Most economic models of market power do not worry about why one firm seems to fare so much better than its rivals. In effect what they do is assume that the differentiator falls from heaven and then the advantaged firm exploits its gift.

The assumption of gifted advantage never made sense as a true reflection of reality, but as a simplifying assumption it seemed to do little harm for analyzing stable and long-enduring large firms in industries for which there were few close substitutes. But this assumption runs strongly counter to how tech industries work. Tech firms and their offerings are always changing, making the gift-based analyses yield bad results. Consider, for example, an analysis that was prominent and important in the US government’s case against Microsoft. The analysis began with an assumption that there existed a firm that held a significant market share in operating systems and then asked whether this market share could be used to advantage the large firm in its competition for future generations of operating systems and related products. The analysis never asked why the firm was so significant, whether the share actually gave undeserved advantage, and the impact of a policy that penalizes a firm that gains significant market shares through superior enterprise and effort. If these questions had been analyzed, the research model would likely have concluded that the government’s case against Microsoft was going to harm customers.

Implications for Exclusionary Conduct Claims

It is common today for antitrust advocates to hold that tech firms are engaging in exclusionary conduct, i.e., the acts of a firm with monopoly power that disadvantage and harm competitors. Examples of such claims include complaints that Google biases its search results in favor of its own enterprises and Amazon unfairly promotes its own products. Unfortunately for the advocates, big tech doesn’t have monopoly power and, even if it does bias searches and listings, that doesn’t necessarily harm rivals.

I have already explained why it is erroneous to conclude that a large digital firm necessarily has market power.
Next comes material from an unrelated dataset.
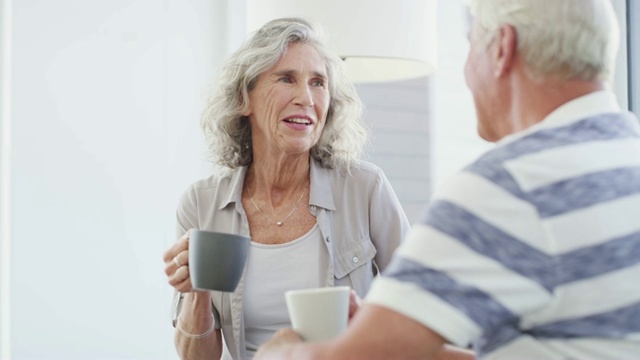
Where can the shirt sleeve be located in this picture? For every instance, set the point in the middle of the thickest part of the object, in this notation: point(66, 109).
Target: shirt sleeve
point(471, 266)
point(388, 223)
So I will turn my attention to the effects of bias. I will use Google and Amazon as examples. I do not know if they bias their work to favor their own products, but many people do believe this so I will accept it for sake of argument in this article.

Platforms such as Google and Amazon work hard to attract users, and advertisers (in the case of Google) and third-party sellers (in the case of Amazon) benefit from that work. In fact, the more a platform provider profits from attracting users, the harder it works to draw them in. Biasing search or product lists can increase the profitability of attracting users to a platform. These higher profits incentivize the platform to attract more users. This benefits advertisers and third-party sellers if enough of the new users buy from them.

Apparently this is happening. Search and e-commerce are growing, especially during the pandemic. So Google and Amazon appear to be adding users. And advertisers and third-party sellers continue to flock to these platforms, implying that they find the platforms valuable relative to the alternatives. There are examples of advertisers and sellers being unhappy that they have to compete with the platforms, but that is probably a result of the WYSIATI bias (What You See Is All There Is). The platforms’ rivals do not experience the platforms’ efforts to attract users and so naively act as if the users would be there even if the platforms did not bias their results.

This does not mean that all advertisers and third-party sellers benefit from platform bias. But given their numbers, it seems likely that some do, whether they realize it or not. At least these advertisers and third-party sellers, and their customers, could be made worse off if government officials prohibit bias.

The current truism held by the neo-Brandeisians and many journalists that big is bad will harm the US economy if it takes hold in actual antitrust actions. Even if it does not take hold, consumer welfare is being made at risk by current antitrust practices because they are not up to the task of identifying and addressing market power in tech. Today’s procedures and theories give false positives, and probably few false negatives, resulting in an overabundance of antitrust restrictions that limit what consumers can enjoy in digital markets.